A escolha dos lugares que o sujeito ocupa e os posicionamentos que ele assume não é
feita aleatoriamente, pelo contrário, são determinadas por relações de poder. Desse modo, as
formações imaginárias também estão relacionadas a questões de poder:
[...] o imaginário faz necessariamente parte do funcionamento da linguagem. Ele é eficaz. Ele não ‘brota’ do nada: assenta-se no modo como as relações sociais se inscrevem na história e são regidas, em uma sociedade como a nossa, por relações de poder (ORLANDI, 2003, p. 42).
Nesse sentido, também afirma Woodward: “Todas as práticas de significação que
produzem significados envolvem relações de poder, incluindo o poder para definir quem é
incluído e quem é excluído.” (WOODWARD, 2000, p. 18). Se tal direcionamento é
determinado por questões de poder, as representações são delimitadas ideologicamente no
sentido de atender às questões relacionadas a poder político e econômico, por isso certas
representações têm um apelo mais forte junto à sociedade do que outras. Isso quer dizer que
prevalecem as representações que atendem à ideologia de quem representa.

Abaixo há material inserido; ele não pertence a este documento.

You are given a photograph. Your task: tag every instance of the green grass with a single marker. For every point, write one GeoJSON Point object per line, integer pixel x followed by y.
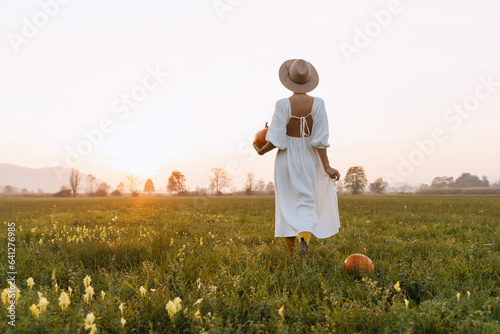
{"type": "Point", "coordinates": [223, 250]}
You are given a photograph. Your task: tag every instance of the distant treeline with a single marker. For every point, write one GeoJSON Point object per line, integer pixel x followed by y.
{"type": "Point", "coordinates": [459, 191]}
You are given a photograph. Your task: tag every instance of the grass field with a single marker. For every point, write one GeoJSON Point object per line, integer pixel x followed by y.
{"type": "Point", "coordinates": [220, 258]}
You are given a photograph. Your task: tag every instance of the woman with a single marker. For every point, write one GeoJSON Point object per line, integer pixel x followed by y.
{"type": "Point", "coordinates": [306, 200]}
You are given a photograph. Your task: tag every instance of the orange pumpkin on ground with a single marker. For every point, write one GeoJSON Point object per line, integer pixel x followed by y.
{"type": "Point", "coordinates": [260, 137]}
{"type": "Point", "coordinates": [356, 263]}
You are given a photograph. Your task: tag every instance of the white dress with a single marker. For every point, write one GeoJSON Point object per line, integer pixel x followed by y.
{"type": "Point", "coordinates": [306, 199]}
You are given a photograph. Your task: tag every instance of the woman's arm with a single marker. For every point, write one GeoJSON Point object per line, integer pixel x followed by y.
{"type": "Point", "coordinates": [332, 172]}
{"type": "Point", "coordinates": [264, 149]}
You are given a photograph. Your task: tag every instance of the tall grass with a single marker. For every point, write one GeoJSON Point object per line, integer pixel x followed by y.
{"type": "Point", "coordinates": [223, 251]}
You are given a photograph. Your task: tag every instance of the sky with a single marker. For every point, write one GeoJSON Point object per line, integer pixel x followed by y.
{"type": "Point", "coordinates": [411, 88]}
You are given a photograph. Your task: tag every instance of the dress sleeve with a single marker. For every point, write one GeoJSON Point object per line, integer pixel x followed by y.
{"type": "Point", "coordinates": [277, 130]}
{"type": "Point", "coordinates": [320, 130]}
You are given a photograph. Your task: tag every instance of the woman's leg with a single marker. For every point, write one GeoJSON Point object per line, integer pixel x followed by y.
{"type": "Point", "coordinates": [290, 244]}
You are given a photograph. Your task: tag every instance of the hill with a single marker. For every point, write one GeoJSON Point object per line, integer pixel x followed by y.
{"type": "Point", "coordinates": [50, 179]}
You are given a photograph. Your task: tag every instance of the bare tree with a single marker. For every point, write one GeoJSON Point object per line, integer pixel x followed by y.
{"type": "Point", "coordinates": [249, 183]}
{"type": "Point", "coordinates": [74, 181]}
{"type": "Point", "coordinates": [177, 182]}
{"type": "Point", "coordinates": [133, 184]}
{"type": "Point", "coordinates": [378, 186]}
{"type": "Point", "coordinates": [355, 179]}
{"type": "Point", "coordinates": [260, 185]}
{"type": "Point", "coordinates": [270, 188]}
{"type": "Point", "coordinates": [102, 190]}
{"type": "Point", "coordinates": [219, 179]}
{"type": "Point", "coordinates": [91, 183]}
{"type": "Point", "coordinates": [149, 187]}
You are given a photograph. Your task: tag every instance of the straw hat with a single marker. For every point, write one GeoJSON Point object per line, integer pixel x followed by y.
{"type": "Point", "coordinates": [298, 75]}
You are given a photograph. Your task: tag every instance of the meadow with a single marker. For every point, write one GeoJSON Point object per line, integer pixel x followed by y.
{"type": "Point", "coordinates": [212, 265]}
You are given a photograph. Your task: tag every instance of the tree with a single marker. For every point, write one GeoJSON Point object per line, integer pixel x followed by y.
{"type": "Point", "coordinates": [102, 190]}
{"type": "Point", "coordinates": [270, 188]}
{"type": "Point", "coordinates": [486, 182]}
{"type": "Point", "coordinates": [119, 189]}
{"type": "Point", "coordinates": [149, 187]}
{"type": "Point", "coordinates": [442, 182]}
{"type": "Point", "coordinates": [64, 192]}
{"type": "Point", "coordinates": [378, 186]}
{"type": "Point", "coordinates": [133, 184]}
{"type": "Point", "coordinates": [74, 181]}
{"type": "Point", "coordinates": [219, 179]}
{"type": "Point", "coordinates": [466, 180]}
{"type": "Point", "coordinates": [91, 180]}
{"type": "Point", "coordinates": [177, 183]}
{"type": "Point", "coordinates": [249, 183]}
{"type": "Point", "coordinates": [355, 179]}
{"type": "Point", "coordinates": [260, 186]}
{"type": "Point", "coordinates": [423, 186]}
{"type": "Point", "coordinates": [8, 190]}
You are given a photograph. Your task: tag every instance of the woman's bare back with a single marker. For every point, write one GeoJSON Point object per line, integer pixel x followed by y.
{"type": "Point", "coordinates": [301, 105]}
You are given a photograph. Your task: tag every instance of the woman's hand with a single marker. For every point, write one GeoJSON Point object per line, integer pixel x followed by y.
{"type": "Point", "coordinates": [260, 151]}
{"type": "Point", "coordinates": [332, 173]}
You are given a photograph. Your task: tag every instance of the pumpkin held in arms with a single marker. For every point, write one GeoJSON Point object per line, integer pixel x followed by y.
{"type": "Point", "coordinates": [356, 263]}
{"type": "Point", "coordinates": [260, 137]}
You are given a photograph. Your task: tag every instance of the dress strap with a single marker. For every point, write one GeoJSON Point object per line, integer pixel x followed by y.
{"type": "Point", "coordinates": [303, 125]}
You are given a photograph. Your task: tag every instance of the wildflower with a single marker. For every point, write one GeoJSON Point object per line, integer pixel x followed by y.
{"type": "Point", "coordinates": [30, 282]}
{"type": "Point", "coordinates": [5, 296]}
{"type": "Point", "coordinates": [173, 307]}
{"type": "Point", "coordinates": [34, 311]}
{"type": "Point", "coordinates": [86, 281]}
{"type": "Point", "coordinates": [121, 307]}
{"type": "Point", "coordinates": [142, 291]}
{"type": "Point", "coordinates": [89, 293]}
{"type": "Point", "coordinates": [42, 303]}
{"type": "Point", "coordinates": [89, 320]}
{"type": "Point", "coordinates": [64, 300]}
{"type": "Point", "coordinates": [281, 312]}
{"type": "Point", "coordinates": [18, 293]}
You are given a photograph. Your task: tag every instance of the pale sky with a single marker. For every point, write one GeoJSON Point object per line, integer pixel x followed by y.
{"type": "Point", "coordinates": [67, 69]}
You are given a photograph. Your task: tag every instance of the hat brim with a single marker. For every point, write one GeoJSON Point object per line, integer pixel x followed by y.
{"type": "Point", "coordinates": [293, 86]}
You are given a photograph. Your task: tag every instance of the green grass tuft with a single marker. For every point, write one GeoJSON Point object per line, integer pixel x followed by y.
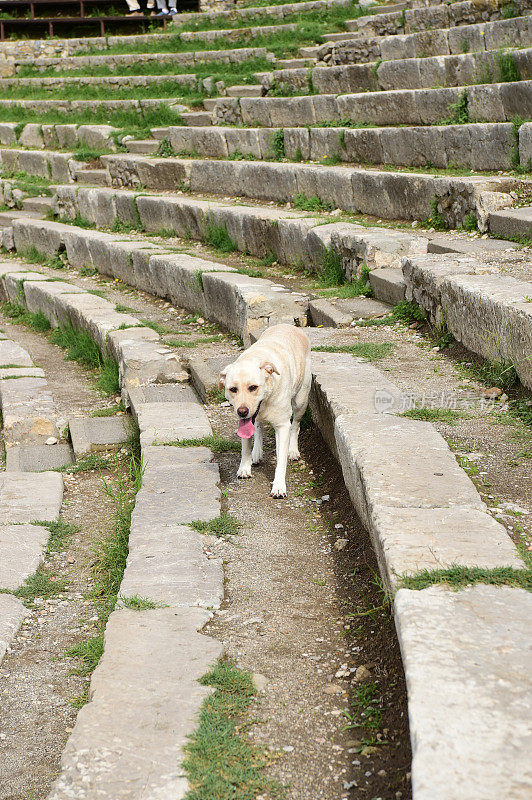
{"type": "Point", "coordinates": [218, 238]}
{"type": "Point", "coordinates": [224, 525]}
{"type": "Point", "coordinates": [60, 533]}
{"type": "Point", "coordinates": [215, 443]}
{"type": "Point", "coordinates": [221, 762]}
{"type": "Point", "coordinates": [457, 577]}
{"type": "Point", "coordinates": [370, 351]}
{"type": "Point", "coordinates": [434, 415]}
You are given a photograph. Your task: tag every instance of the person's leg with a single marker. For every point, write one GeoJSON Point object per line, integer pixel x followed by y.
{"type": "Point", "coordinates": [134, 8]}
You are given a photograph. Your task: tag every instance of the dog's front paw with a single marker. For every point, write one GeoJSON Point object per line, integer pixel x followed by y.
{"type": "Point", "coordinates": [256, 456]}
{"type": "Point", "coordinates": [278, 490]}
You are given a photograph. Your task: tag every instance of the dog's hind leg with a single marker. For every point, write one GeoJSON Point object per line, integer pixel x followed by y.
{"type": "Point", "coordinates": [282, 436]}
{"type": "Point", "coordinates": [244, 470]}
{"type": "Point", "coordinates": [256, 453]}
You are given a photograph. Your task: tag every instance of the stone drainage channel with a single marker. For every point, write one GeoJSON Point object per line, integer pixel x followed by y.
{"type": "Point", "coordinates": [293, 562]}
{"type": "Point", "coordinates": [306, 672]}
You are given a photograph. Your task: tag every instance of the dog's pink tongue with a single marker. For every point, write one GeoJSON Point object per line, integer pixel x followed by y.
{"type": "Point", "coordinates": [246, 428]}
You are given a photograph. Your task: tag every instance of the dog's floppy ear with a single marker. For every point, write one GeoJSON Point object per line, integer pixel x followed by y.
{"type": "Point", "coordinates": [221, 380]}
{"type": "Point", "coordinates": [269, 368]}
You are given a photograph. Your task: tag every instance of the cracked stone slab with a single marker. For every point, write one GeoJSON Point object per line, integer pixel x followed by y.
{"type": "Point", "coordinates": [204, 373]}
{"type": "Point", "coordinates": [12, 612]}
{"type": "Point", "coordinates": [128, 741]}
{"type": "Point", "coordinates": [166, 422]}
{"type": "Point", "coordinates": [178, 493]}
{"type": "Point", "coordinates": [408, 540]}
{"type": "Point", "coordinates": [12, 353]}
{"type": "Point", "coordinates": [167, 564]}
{"type": "Point", "coordinates": [467, 658]}
{"type": "Point", "coordinates": [92, 434]}
{"type": "Point", "coordinates": [21, 552]}
{"type": "Point", "coordinates": [25, 497]}
{"type": "Point", "coordinates": [162, 393]}
{"type": "Point", "coordinates": [37, 457]}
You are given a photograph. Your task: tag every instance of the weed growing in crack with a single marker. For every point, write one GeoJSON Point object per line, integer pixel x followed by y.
{"type": "Point", "coordinates": [434, 415]}
{"type": "Point", "coordinates": [370, 351]}
{"type": "Point", "coordinates": [220, 760]}
{"type": "Point", "coordinates": [136, 603]}
{"type": "Point", "coordinates": [224, 525]}
{"type": "Point", "coordinates": [60, 533]}
{"type": "Point", "coordinates": [215, 443]}
{"type": "Point", "coordinates": [457, 577]}
{"type": "Point", "coordinates": [218, 237]}
{"type": "Point", "coordinates": [35, 320]}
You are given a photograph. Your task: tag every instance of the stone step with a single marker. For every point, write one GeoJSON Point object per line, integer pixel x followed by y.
{"type": "Point", "coordinates": [258, 230]}
{"type": "Point", "coordinates": [515, 32]}
{"type": "Point", "coordinates": [222, 294]}
{"type": "Point", "coordinates": [7, 217]}
{"type": "Point", "coordinates": [494, 102]}
{"type": "Point", "coordinates": [72, 106]}
{"type": "Point", "coordinates": [419, 73]}
{"type": "Point", "coordinates": [335, 313]}
{"type": "Point", "coordinates": [235, 34]}
{"type": "Point", "coordinates": [110, 82]}
{"type": "Point", "coordinates": [93, 434]}
{"type": "Point", "coordinates": [142, 146]}
{"type": "Point", "coordinates": [248, 90]}
{"type": "Point", "coordinates": [98, 177]}
{"type": "Point", "coordinates": [63, 64]}
{"type": "Point", "coordinates": [41, 163]}
{"type": "Point", "coordinates": [413, 20]}
{"type": "Point", "coordinates": [512, 222]}
{"type": "Point", "coordinates": [476, 146]}
{"type": "Point", "coordinates": [484, 310]}
{"type": "Point", "coordinates": [197, 118]}
{"type": "Point", "coordinates": [392, 195]}
{"type": "Point", "coordinates": [40, 205]}
{"type": "Point", "coordinates": [294, 63]}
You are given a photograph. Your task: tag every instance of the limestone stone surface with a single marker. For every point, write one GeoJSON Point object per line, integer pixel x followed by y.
{"type": "Point", "coordinates": [409, 540]}
{"type": "Point", "coordinates": [204, 373]}
{"type": "Point", "coordinates": [25, 497]}
{"type": "Point", "coordinates": [144, 703]}
{"type": "Point", "coordinates": [166, 422]}
{"type": "Point", "coordinates": [178, 493]}
{"type": "Point", "coordinates": [37, 457]}
{"type": "Point", "coordinates": [90, 434]}
{"type": "Point", "coordinates": [167, 564]}
{"type": "Point", "coordinates": [12, 612]}
{"type": "Point", "coordinates": [467, 663]}
{"type": "Point", "coordinates": [21, 552]}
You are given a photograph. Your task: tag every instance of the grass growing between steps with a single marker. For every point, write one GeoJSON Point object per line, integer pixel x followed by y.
{"type": "Point", "coordinates": [35, 320]}
{"type": "Point", "coordinates": [220, 760]}
{"type": "Point", "coordinates": [60, 533]}
{"type": "Point", "coordinates": [110, 561]}
{"type": "Point", "coordinates": [370, 351]}
{"type": "Point", "coordinates": [137, 122]}
{"type": "Point", "coordinates": [81, 347]}
{"type": "Point", "coordinates": [41, 584]}
{"type": "Point", "coordinates": [215, 443]}
{"type": "Point", "coordinates": [434, 415]}
{"type": "Point", "coordinates": [224, 525]}
{"type": "Point", "coordinates": [458, 577]}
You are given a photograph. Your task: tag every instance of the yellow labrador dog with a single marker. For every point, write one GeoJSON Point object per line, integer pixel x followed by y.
{"type": "Point", "coordinates": [270, 382]}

Foucault (1996) afirma que há uma forte ligação entre discurso e poder. Na verdade,
discurso, poder e saber estão correlacionados. Assim sendo, as representações, por sua vez,
também se relacionam ao poder, pois são geradas a partir de discursos sobre algo. Isso
porque, conforme Woodward: “Os discursos e os sistemas de representação constroem os
lugares a partir dos quais os indivíduos podem se posicionar e a partir dos quais podem falar”
(WOODWARD, 2000, p. 17).
No dizer de Deleuze:
um exercício de poder aparece como um afeto, já que a própria força se define por seu poder de afetar outras forças (com as quais ela está em relação) e de ser afetada por outras forças. Incitar, suscitar, produzir (ou todos os termos de listas análogas) constituem afetos ativos, e ser incitado, suscitado, determinado a produzir, ter um efeito “útil”, afetos reativos (DELEUZE, 2005, p. 79).
Logo, os discursos que exaltam a língua inglesa, presentes em vários veículos, como a
mídia por exemplo, têm o poder de incitar, sucitar e produzir significados que constituem
representações sobre a língua inglesa. A partir desses significados sobre a língua inglesa, as
pessoas se posicionam sobre ela e a enunciam.
Além disso, segundo Faria (2005), quem representa tem o poder, ou seja, as
representações sobre a língua inglesa também são o reflexo de grupos de poder hegemônico,
que nesse caso são os países anglófonos, dentre outros. Isso explica porque há tantos
discursos que resultam em representações sobre o inglês, o mesmo não ocorrendo, com
outras línguas. Nesse sentido, o grupo hegemônico que possui o poder de afetar outros grupos
exerce aí o seu poder. As representações produzem significados e conforme Woodward
(2000), a partir daí, damos sentido à nossa experiência e àquilo que somos. Quem representa
exerce o poder no sentido de afetar, incitar, produzir significados que vão se instaurar no
imaginário social e modelizar os sujeitos.
As representações que exaltam a língua inglesa assentam-se pelo fato de que o inglês,
ao expandir para além dos domínios de seu território de origem, imprimiu traços de sua
civilização e essa expansão reflete as relações de política e de poder de sua nação de origem,
do posicionamento político de dominação dessa nação em relação ao mundo.
No entanto, é preciso lembrar que:
quando definimos o exercício do poder como um modo de ação sobre as ações dos outros, quando as caracterizamos pelo “governo” dos homens, uns pelos outros – no sentido mais extenso da palavra, incluímos um elemento importante: a liberdade. O poder só se exerce sobre “sujeitos livres”, enquanto “livres” – entendendo-se por isso sujeitos individuais ou coletivos que têm diante de si um campo de possibilidade onde diversas condutas, diversas reações e diversos modos de comportamento podem acontecer (FOUCAULT, 1995, p. 244).